Kodachrome Project

As Senior Interaction Designer I was a contributed to The Kodachrome Project, a pre-commericaliazation effort to save Kodak before declaring bankruptcy. A small grass-roots team of Kodak scientists and designers were trying to address four key problems:

  1. Kodak had legendary brand recognition, yet younger consumers had little to no awareness of the ‘Kodak Moment’.
  2. Kodak was spending an large sum of money on third party technologies out of Asia; technologies that were much cheaper and potentially free via Google.
  3. Kodak had adopted a culture of litigation verse innovation in the 2000s
  4. Kodak executives would not listen to your innovations unless the word “print” was used in the pitch.

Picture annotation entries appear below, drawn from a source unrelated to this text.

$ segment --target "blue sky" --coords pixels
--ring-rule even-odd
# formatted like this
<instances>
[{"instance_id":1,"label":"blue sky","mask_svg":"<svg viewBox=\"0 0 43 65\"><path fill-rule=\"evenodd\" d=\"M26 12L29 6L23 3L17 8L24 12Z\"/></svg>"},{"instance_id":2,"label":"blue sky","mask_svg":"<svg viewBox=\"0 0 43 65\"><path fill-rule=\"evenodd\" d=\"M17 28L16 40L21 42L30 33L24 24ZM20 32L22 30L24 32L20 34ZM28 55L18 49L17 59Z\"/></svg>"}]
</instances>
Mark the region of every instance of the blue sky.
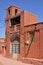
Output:
<instances>
[{"instance_id":1,"label":"blue sky","mask_svg":"<svg viewBox=\"0 0 43 65\"><path fill-rule=\"evenodd\" d=\"M38 16L38 22L43 22L43 0L0 0L0 37L5 37L6 9L16 5L21 10L28 10Z\"/></svg>"}]
</instances>

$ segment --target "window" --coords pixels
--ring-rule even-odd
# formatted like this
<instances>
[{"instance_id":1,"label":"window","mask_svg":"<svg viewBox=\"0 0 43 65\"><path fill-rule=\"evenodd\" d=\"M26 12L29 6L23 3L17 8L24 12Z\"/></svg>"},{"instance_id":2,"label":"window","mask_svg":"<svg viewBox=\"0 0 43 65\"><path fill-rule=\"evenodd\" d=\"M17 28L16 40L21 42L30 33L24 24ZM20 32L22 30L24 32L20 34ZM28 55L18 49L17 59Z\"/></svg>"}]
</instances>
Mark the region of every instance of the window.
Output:
<instances>
[{"instance_id":1,"label":"window","mask_svg":"<svg viewBox=\"0 0 43 65\"><path fill-rule=\"evenodd\" d=\"M17 14L17 9L15 9L15 15Z\"/></svg>"}]
</instances>

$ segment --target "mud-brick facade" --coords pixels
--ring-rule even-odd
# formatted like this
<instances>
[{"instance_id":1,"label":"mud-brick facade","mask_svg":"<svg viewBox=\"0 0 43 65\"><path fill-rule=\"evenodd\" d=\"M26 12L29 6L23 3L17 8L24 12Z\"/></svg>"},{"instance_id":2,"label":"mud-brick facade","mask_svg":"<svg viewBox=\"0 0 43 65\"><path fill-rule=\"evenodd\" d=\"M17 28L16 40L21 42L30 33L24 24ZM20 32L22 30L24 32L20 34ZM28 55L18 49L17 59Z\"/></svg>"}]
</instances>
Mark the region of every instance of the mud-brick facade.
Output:
<instances>
[{"instance_id":1,"label":"mud-brick facade","mask_svg":"<svg viewBox=\"0 0 43 65\"><path fill-rule=\"evenodd\" d=\"M10 6L6 11L6 54L13 58L43 59L43 23L28 11Z\"/></svg>"},{"instance_id":2,"label":"mud-brick facade","mask_svg":"<svg viewBox=\"0 0 43 65\"><path fill-rule=\"evenodd\" d=\"M5 38L0 38L0 54L5 55Z\"/></svg>"}]
</instances>

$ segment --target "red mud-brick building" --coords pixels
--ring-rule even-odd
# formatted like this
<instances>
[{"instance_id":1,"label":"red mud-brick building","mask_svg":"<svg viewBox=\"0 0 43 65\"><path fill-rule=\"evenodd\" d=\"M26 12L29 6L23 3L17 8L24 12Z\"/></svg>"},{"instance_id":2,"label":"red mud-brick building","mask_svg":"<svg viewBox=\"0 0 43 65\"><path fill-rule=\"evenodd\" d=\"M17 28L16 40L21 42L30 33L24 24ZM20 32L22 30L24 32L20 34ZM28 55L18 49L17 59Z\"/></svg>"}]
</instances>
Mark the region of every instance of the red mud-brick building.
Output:
<instances>
[{"instance_id":1,"label":"red mud-brick building","mask_svg":"<svg viewBox=\"0 0 43 65\"><path fill-rule=\"evenodd\" d=\"M28 11L20 11L18 6L10 6L6 11L5 56L16 59L43 59L43 22Z\"/></svg>"},{"instance_id":2,"label":"red mud-brick building","mask_svg":"<svg viewBox=\"0 0 43 65\"><path fill-rule=\"evenodd\" d=\"M5 55L5 38L0 38L0 54Z\"/></svg>"}]
</instances>

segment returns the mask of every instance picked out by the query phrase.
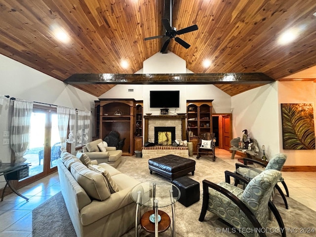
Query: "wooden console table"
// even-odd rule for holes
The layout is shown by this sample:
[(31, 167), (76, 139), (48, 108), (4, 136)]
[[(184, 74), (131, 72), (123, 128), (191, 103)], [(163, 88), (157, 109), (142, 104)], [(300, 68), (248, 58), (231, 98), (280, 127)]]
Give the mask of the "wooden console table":
[(245, 156), (247, 158), (253, 159), (258, 159), (256, 157), (258, 156), (258, 154), (256, 153), (252, 150), (246, 150), (244, 148), (238, 148), (237, 147), (231, 147), (229, 150), (232, 152), (232, 158), (231, 158), (232, 159), (234, 159), (235, 158), (235, 154), (237, 152), (239, 152), (245, 154)]
[(17, 195), (23, 198), (27, 201), (29, 198), (20, 194), (13, 186), (11, 185), (10, 180), (19, 180), (29, 176), (29, 166), (30, 163), (0, 163), (0, 175), (4, 175), (5, 179), (5, 186), (2, 193), (1, 201), (3, 200), (4, 191), (7, 186)]

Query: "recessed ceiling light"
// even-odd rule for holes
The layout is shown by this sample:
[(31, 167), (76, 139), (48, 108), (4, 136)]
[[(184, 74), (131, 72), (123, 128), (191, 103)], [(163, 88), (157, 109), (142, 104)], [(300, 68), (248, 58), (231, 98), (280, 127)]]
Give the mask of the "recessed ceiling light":
[(211, 64), (212, 62), (208, 59), (205, 59), (203, 61), (203, 66), (204, 68), (208, 68), (210, 66), (211, 66)]
[(123, 68), (127, 68), (128, 67), (128, 63), (126, 60), (122, 60), (120, 62), (120, 66)]
[(61, 30), (56, 31), (55, 33), (56, 38), (59, 40), (64, 43), (67, 43), (69, 41), (70, 38), (64, 31)]
[(296, 29), (288, 30), (282, 33), (278, 38), (277, 42), (280, 44), (287, 44), (294, 40), (298, 36)]
[(50, 28), (55, 37), (59, 41), (63, 43), (68, 43), (70, 41), (69, 35), (59, 26), (53, 25)]

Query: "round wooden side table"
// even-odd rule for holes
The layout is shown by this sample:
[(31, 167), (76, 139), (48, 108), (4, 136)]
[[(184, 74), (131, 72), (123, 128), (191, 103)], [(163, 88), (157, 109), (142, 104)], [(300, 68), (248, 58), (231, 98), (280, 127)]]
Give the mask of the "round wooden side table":
[[(155, 214), (154, 210), (145, 212), (140, 219), (140, 225), (145, 231), (155, 233), (155, 223), (149, 220), (149, 217), (152, 214)], [(158, 215), (161, 217), (161, 220), (158, 223), (158, 233), (161, 233), (169, 228), (171, 222), (169, 215), (164, 211), (158, 210)]]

Clearly, Kodak had many other issues, but this small team aspired to continue in the Kodak tradition of inventing revolutionary technologies e.g. the digital camera, “like it”, motion capture, LED, RGB, etc.  In 2010-2011, our goal was to revive the legendary Kodak brand and bring Kodachrome back for a new generation of consumers.

No, we had no business manufacturing Kodachrome film, but we developed nearly a dozen new photo-centered services and products that integrated the Kodak brand and image science technologies into the Google Chrome browser, re-envisioning what Kodachrome means today.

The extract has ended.